- Born: 14 March 1973 Lučenec, Czechoslovakia (now Slovakia)
- Other name: 'Martina'
- Education: Pedagogical University of Nitra Academy of Fine Arts, Bratislava (MFA)
- Occupations: Artist and author
- Known for: Fantasy art
- Awards: Jack Gaughan Award Science Fiction, Fantasy and Horror Academy Award Istron Award
- Website: martina.sk

= Martina Pilcerova =

Slovak artist and writer

Martina Pilcerova (born 14 March 1973), known professionally as Martina, is a Slovak fantasy artist and author.

==Life and activities==
Martina Pilcerova was born on 14 March 1973 in Lučenec, Czechoslovakia (now Slovakia). She studied English and German at the Pedagogical University of Nitra in 1992–93 and studied animation and scriptwriting at the Film University in Bratislava, Slovakia, from 1996 to 1998. Three years later, she earned her MFA from the Academy of Fine Arts, Bratislava. While attending school Martina published short stories in the Czech Republic and Slovakia. She was twice nominated for best fantasy story in competitions in 1996 and 2000. She has been working on an unpublished novel, Niki, for over 20 years and has worked on paintings based on the story.

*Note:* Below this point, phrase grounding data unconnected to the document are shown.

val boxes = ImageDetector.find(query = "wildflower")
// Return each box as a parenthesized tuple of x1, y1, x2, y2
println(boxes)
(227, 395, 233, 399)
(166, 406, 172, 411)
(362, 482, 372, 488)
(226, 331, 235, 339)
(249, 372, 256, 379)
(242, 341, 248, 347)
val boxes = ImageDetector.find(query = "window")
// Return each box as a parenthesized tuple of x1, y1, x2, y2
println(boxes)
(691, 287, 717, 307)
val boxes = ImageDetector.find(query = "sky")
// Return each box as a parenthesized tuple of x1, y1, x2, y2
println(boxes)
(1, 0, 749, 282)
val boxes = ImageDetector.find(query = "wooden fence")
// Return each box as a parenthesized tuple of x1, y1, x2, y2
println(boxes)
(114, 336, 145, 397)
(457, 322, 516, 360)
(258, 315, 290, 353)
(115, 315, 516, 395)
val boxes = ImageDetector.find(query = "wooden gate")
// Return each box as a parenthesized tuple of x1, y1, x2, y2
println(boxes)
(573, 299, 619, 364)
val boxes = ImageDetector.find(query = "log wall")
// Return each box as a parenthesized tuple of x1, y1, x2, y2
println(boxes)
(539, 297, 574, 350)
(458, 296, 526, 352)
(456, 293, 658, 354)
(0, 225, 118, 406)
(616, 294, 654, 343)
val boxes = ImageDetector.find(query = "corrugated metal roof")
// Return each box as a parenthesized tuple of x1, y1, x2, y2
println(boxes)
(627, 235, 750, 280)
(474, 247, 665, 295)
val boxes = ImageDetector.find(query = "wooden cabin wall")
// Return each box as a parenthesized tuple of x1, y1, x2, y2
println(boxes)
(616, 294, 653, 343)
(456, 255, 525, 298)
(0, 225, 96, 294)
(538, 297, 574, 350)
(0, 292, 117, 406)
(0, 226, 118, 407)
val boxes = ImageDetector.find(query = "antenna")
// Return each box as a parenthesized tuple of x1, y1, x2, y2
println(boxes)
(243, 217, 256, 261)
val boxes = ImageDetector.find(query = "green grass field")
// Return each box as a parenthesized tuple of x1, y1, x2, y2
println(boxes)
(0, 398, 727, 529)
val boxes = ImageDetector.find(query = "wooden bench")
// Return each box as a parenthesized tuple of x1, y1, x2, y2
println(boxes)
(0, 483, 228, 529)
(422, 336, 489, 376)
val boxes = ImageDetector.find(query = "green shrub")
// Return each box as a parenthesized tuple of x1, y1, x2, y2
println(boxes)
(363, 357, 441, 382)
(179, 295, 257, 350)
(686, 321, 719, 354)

Martina's first paid art was for a comic series she did for the Lucenec Newsletter in 1991 and she began selling art to role-playing game and collectible card game companies in the United States and Europe in 1997 when she sold covers for the game Waste World. Martina began publishing art with the Dungeons & Dragons and Magic: The Gathering lines from Wizards of the Coast in the first decade of the 21st century. She has also illustrated cards from World of Warcraft among other publishers.

===Awards===
Martina received the Jack Gaughan Award for Best Emerging Artist in 2003, the Science Fiction, Fantasy and Horror Academy Award for the best artist in the Czech Republic and Slovakia in 1999, 2001, and 2002, and the Istron Award for the best artist in Slovakia in 2001, 2003, and 2004.